Nel corso di tre anni, il team ha lavorato con centinaia di imprese italiane — dalle PMI ai grandi gruppi industriali — supportandole nel:
comprendere il potenziale dell’AI generativa (ChatGPT, Claude, Gemini, Copilot, ecc.);
identificare use case concreti per marketing, operations, customer care, HR, R&D;
realizzare progetti pilota e proof of concept su modelli linguistici avanzati (LLM);
formare i team interni con percorsi personalizzati di AI literacy e AI governance;
integrare l’AI nei processi aziendali nel rispetto delle normative di privacy, sicurezza e trasparenza.
Ciò che distingue BID è l’approccio “AI con le persone, non al posto delle persone”.
La filosofia è coerente con i principi dell’AI Act: l’AI come alleato del talento umano, strumento per liberare tempo e creatività, non per sostituirli.
Attraverso workshop esperienziali, percorsi di formazione manageriale e progetti di co-design, il Generative AI Hub aiuta i team a sperimentare senza paura e a sviluppare una cultura interna basata su fiducia, responsabilità e curiosità.
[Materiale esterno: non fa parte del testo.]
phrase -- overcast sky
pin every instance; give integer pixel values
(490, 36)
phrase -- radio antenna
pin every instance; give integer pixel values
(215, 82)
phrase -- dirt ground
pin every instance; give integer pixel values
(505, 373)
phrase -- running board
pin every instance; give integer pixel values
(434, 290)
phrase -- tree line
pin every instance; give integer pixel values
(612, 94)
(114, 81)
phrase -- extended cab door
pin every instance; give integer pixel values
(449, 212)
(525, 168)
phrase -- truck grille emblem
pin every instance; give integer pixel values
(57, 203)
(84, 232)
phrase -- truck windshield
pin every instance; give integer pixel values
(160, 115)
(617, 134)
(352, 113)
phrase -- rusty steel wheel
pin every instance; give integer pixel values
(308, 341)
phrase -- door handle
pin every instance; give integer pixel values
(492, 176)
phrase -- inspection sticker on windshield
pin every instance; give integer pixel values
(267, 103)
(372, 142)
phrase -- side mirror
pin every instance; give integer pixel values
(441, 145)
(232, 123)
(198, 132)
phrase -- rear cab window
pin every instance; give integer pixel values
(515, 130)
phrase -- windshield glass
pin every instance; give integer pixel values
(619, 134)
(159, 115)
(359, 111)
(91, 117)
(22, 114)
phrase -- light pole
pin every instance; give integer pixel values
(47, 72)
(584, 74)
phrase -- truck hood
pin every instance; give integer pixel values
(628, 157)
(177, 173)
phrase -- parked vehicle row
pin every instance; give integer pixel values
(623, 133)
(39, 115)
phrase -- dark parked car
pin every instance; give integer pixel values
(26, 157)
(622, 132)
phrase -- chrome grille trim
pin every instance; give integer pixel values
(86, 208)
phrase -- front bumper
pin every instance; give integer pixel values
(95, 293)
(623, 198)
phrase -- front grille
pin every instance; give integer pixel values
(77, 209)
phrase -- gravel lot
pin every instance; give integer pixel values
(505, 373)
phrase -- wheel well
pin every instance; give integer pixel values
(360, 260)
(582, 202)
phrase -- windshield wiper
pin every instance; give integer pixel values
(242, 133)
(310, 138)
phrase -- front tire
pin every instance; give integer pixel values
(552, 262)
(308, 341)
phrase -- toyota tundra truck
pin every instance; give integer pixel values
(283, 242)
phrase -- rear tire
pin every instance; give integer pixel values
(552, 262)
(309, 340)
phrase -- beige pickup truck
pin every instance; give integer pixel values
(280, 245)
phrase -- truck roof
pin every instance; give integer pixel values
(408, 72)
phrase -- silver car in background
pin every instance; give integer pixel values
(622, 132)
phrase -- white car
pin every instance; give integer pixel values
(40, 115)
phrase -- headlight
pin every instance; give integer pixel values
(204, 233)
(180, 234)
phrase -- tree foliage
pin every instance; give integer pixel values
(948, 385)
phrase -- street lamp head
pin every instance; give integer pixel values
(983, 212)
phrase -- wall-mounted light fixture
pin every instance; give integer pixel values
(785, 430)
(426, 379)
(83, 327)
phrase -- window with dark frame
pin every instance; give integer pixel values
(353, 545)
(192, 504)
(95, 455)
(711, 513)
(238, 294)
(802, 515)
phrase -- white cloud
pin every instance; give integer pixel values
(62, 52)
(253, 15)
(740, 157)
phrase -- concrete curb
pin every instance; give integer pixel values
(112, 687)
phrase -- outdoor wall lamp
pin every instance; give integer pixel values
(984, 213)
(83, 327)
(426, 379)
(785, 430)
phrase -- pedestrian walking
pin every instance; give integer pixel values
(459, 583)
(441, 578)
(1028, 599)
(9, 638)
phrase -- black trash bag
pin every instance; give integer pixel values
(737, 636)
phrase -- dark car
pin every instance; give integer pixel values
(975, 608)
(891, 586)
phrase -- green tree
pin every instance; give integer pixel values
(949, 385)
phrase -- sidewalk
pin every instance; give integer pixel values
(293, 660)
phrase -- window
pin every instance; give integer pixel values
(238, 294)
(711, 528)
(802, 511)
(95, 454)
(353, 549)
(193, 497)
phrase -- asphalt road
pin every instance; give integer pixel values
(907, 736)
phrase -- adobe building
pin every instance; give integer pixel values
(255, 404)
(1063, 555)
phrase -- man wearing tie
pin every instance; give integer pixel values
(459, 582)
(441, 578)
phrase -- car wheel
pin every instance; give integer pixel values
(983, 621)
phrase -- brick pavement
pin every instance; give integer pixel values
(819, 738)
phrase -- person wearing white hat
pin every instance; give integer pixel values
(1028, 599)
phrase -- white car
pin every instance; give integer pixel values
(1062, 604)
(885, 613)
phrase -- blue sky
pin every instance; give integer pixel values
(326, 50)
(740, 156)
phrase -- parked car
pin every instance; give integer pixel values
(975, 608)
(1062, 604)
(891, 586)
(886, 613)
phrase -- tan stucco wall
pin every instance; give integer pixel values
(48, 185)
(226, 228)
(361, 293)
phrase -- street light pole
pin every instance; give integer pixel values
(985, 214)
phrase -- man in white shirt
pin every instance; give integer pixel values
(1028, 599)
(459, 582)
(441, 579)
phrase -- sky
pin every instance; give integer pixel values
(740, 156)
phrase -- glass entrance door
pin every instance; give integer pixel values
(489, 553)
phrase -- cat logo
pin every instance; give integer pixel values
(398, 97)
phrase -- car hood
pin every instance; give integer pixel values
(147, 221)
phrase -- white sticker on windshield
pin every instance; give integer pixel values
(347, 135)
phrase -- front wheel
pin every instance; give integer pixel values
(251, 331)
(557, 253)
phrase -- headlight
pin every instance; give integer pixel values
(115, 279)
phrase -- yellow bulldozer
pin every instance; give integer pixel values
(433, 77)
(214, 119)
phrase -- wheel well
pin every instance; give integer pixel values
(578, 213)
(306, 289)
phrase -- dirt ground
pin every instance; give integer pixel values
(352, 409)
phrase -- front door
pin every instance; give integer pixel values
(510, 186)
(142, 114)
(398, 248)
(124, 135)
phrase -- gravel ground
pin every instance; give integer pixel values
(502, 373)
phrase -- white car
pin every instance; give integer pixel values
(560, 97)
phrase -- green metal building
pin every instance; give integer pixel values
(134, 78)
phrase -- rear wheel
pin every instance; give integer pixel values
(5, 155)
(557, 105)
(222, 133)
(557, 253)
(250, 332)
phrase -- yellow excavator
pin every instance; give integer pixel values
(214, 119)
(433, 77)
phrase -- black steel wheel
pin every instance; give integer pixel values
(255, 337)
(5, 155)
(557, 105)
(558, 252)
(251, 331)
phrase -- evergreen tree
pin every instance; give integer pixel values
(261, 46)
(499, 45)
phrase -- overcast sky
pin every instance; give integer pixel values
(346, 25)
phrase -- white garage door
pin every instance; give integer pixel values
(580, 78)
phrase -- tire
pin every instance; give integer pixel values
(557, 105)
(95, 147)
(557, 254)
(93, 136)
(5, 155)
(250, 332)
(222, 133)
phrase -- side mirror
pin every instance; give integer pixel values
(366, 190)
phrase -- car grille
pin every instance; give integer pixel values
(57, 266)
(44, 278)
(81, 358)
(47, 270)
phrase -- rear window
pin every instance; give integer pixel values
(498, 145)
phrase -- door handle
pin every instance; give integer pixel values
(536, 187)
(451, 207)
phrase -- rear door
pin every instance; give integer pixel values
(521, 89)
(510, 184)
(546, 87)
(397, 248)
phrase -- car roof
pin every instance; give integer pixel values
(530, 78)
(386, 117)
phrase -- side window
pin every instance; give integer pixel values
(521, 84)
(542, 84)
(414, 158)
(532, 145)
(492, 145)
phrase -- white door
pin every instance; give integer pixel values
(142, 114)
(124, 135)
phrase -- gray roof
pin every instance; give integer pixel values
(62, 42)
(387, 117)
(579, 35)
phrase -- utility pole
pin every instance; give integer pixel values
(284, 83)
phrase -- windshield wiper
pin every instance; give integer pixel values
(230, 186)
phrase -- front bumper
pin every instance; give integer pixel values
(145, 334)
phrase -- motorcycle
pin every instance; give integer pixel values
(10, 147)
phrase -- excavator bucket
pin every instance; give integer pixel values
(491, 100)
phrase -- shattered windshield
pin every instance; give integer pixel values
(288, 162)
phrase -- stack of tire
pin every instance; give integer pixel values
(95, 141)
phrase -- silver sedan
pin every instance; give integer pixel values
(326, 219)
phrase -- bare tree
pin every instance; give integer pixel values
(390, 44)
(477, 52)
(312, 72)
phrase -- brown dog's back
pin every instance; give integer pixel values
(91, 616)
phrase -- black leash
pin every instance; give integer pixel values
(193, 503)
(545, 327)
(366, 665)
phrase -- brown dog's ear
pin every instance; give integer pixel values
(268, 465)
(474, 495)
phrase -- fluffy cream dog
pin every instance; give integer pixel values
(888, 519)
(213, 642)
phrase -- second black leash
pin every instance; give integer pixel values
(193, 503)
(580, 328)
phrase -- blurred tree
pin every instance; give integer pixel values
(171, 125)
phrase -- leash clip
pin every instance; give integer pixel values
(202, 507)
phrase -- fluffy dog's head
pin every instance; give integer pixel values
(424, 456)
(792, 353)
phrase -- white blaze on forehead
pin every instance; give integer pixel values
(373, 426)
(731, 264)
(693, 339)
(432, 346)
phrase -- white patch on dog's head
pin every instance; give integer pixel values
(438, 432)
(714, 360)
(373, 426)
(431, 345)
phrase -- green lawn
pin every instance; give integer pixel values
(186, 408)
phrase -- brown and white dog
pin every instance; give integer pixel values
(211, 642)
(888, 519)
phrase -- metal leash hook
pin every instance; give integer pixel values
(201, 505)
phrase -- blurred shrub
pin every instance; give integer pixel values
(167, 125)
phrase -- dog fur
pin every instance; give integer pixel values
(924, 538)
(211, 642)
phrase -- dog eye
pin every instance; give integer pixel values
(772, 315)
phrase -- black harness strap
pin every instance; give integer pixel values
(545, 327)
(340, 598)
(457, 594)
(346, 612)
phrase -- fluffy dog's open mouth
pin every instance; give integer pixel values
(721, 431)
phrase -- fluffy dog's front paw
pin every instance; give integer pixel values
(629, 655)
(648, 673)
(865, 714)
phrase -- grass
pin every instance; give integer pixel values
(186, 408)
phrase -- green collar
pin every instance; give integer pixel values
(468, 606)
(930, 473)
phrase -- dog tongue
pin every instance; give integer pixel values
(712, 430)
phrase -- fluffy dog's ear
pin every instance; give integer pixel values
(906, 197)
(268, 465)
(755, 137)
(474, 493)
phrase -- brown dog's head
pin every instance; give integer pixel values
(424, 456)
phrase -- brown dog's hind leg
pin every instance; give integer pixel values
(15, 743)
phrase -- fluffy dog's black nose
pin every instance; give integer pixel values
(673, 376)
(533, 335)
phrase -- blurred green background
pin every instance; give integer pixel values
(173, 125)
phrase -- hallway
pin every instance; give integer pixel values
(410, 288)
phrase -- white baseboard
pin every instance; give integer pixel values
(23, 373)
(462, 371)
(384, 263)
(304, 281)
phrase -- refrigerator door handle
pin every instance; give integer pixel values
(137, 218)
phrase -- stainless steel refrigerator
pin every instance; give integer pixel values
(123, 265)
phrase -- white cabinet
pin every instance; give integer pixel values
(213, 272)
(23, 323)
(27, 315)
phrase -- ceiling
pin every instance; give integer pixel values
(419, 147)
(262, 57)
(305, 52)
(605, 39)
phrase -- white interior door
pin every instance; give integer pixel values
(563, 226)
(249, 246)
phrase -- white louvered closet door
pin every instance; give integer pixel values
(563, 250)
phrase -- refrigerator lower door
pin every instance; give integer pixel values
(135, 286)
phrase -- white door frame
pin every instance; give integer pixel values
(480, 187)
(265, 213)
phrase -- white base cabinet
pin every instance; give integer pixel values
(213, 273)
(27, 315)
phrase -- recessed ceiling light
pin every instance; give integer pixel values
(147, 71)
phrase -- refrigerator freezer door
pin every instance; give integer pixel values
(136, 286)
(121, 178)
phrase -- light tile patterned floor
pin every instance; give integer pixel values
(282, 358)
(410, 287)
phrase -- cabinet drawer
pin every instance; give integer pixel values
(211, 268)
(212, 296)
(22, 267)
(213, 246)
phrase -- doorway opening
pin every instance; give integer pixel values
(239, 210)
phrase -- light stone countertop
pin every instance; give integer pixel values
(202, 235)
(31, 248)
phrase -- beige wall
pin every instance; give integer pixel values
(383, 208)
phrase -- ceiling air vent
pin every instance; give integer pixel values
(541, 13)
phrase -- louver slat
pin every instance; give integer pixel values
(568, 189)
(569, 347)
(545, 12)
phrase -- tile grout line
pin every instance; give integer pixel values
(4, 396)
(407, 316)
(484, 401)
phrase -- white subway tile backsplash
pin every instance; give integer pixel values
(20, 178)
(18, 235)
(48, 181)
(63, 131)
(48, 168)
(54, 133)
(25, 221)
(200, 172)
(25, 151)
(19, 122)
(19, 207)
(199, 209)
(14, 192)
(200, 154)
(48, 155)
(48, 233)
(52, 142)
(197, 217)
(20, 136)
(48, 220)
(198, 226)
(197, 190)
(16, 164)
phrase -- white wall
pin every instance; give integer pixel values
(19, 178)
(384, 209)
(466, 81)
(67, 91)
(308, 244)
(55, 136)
Oggi, con l’entrata in vigore della Legge 132/2025 e dell’AI Act europeo, BID rafforza la sua missione:
affiancare le imprese italiane nella costruzione di modelli organizzativi e culturali conformi alle nuove regole ma, soprattutto, capaci di generare valore concreto.
L’obiettivo è chiaro:
trasformare la compliance in un vantaggio competitivo, e l’AI in una leva per innovare, crescere e distinguersi sul mercato.
L’Italia sta entrando in una nuova fase della trasformazione digitale: dalla corsa alla tecnologia alla cultura della responsabilità.
L’AI Act e la legge nazionale non sono un limite, ma una bussola per costruire un futuro in cui innovazione, etica e competitività possano convivere.
In questo percorso, realtà come BID Company e il suo Generative AI Hub rappresentano un alleato strategico per chi vuole fare le cose sul serio: non solo adottare l’intelligenza artificiale, ma farlo bene — con metodo, consapevolezza e visione.
Perché l’AI del futuro non sarà quella che pensa al posto nostro, ma quella che ci aiuta a pensare meglio.